Since the hens are large, they require at least a square foot of nesting space. Here, they can fit well with no space for double bunking.

The Wyandottes also love roaming. Fencing their run area can help protect them against predators.

A three-foot-high fence is ideal since the birds are heavy and less flighty. The ideal amount of space for each bird in the run area is eight square feet.

Silver laced Wyandotte chickens waiting at the front door

Health Issues 

The Wyandotte is a healthy breed and rarely suffers from diseases. They do well in cold areas, and their heat tolerance is average.

You should keep their housing clean to prevent lice and mite attacks.

Cold Tolerance 

Wyandotte chickens have excellent cold tolerance. They were bred to withstand the cold winters in North America.

Their dense plumage and rose comb help them shake off cold easily.

Heat Tolerance 

The Wyandotte breed survives well in summer, but its heat tolerance is low. This results from their heavy bodies and thick feathering. 

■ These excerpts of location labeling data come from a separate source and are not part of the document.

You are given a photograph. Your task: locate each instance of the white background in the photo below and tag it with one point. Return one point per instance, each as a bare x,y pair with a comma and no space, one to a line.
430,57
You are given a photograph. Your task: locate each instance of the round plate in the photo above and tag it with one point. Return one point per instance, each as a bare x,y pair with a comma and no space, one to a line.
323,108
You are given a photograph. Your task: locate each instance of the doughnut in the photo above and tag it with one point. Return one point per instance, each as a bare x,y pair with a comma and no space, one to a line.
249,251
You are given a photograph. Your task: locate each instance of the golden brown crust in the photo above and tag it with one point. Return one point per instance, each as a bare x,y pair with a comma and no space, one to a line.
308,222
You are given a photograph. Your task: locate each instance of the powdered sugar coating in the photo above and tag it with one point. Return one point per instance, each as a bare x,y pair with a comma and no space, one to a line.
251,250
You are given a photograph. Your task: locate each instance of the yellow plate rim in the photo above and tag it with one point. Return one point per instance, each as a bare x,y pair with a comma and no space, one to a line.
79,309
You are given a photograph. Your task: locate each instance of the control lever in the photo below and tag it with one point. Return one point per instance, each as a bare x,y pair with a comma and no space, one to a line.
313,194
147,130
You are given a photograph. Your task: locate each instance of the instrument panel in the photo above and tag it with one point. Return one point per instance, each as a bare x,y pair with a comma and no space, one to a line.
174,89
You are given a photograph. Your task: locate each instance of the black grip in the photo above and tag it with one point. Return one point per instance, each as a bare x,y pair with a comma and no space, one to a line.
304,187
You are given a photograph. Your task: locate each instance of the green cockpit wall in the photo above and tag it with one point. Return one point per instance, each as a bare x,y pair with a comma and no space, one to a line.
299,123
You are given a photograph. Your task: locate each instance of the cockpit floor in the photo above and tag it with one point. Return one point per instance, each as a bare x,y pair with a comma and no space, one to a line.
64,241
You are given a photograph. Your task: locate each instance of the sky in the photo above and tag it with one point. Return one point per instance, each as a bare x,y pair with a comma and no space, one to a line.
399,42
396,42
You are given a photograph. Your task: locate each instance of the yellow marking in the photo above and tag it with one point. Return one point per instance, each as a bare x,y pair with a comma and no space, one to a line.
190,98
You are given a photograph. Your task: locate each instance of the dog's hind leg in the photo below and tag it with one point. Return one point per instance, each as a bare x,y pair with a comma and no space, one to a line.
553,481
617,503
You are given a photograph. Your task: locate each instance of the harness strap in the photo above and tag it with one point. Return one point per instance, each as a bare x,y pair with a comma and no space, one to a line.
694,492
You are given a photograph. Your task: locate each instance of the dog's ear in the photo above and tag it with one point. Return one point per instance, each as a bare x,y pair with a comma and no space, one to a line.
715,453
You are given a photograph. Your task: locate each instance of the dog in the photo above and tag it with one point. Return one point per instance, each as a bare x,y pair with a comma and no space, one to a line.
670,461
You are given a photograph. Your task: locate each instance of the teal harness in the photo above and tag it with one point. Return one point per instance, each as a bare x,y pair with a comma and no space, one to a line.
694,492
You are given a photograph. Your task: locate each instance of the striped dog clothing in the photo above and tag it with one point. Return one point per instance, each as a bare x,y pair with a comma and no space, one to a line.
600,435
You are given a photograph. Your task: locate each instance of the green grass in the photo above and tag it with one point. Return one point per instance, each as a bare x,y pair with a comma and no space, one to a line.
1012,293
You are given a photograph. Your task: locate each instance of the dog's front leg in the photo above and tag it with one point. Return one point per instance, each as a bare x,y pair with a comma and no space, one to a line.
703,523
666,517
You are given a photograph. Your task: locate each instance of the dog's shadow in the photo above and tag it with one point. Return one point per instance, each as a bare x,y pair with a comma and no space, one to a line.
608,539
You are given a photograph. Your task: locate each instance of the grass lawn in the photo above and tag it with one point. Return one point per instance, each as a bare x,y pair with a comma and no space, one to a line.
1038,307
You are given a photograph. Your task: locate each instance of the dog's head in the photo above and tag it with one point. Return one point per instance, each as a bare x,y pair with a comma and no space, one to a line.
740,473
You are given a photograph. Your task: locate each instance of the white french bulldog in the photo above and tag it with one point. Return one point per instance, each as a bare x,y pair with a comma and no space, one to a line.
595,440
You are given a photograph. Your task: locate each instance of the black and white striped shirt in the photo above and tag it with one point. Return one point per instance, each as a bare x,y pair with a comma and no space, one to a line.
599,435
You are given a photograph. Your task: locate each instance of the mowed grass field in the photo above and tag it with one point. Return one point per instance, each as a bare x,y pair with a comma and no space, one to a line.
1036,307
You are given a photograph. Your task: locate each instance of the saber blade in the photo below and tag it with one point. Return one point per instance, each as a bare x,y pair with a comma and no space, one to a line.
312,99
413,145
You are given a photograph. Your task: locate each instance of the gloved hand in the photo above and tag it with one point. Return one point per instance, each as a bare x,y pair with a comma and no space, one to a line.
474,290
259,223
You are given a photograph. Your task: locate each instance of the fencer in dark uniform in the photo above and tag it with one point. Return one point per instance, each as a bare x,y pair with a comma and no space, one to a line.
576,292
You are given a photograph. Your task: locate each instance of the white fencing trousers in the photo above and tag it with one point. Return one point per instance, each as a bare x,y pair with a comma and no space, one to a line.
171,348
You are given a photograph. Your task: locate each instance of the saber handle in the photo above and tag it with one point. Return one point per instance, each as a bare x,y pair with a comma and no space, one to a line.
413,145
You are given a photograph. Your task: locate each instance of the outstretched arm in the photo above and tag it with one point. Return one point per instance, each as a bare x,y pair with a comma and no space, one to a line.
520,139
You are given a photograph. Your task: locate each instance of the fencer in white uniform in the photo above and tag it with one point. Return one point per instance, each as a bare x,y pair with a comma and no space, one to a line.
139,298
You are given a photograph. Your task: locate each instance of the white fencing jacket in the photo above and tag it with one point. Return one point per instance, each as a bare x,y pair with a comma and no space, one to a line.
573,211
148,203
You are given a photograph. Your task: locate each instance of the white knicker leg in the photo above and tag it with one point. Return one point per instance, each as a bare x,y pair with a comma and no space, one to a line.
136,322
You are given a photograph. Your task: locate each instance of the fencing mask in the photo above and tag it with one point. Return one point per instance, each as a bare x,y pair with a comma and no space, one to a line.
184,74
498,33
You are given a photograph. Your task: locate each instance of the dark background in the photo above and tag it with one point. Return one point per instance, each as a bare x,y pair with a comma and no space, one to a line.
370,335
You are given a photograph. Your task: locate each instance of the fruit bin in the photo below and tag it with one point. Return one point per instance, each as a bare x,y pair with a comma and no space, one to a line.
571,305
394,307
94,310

To enhance their comfort, provide shades in their free-ranging area. When confined, you should keep the coops well-ventilated.

A golden laced Wyandotte standing near potted plant in the backyard

Where to Buy Wyandottes and Prices

The Wyandotte is a common breed and therefore getting them is easy. Many farms and hatcheries have different color varieties to choose from. 

You can also search online for e-commerce stores that sell Wyandotte chickens.

Pricing depends on the following:

  • Sex. Females cost more than males
  • Quantity. The cost per chicken when you buy large quantities is lower.
  • Shipping. You may incur additional costs for transportation.

Here is a table showing sample pricing in one poultry farm.

SexCost per bird
Straight run$4.06


Final Thoughts 

The Wyandotte chicken breed is ideal for seasoned farmers and beginners. 

Whether you want to venture into chicken farming for the first time, you want to increase your egg and white meat production, or you want to keep it for its beauty, this breed is worth a try.

We all have varying preferences, but the Wyandotte is a breed you can adopt in almost any setup.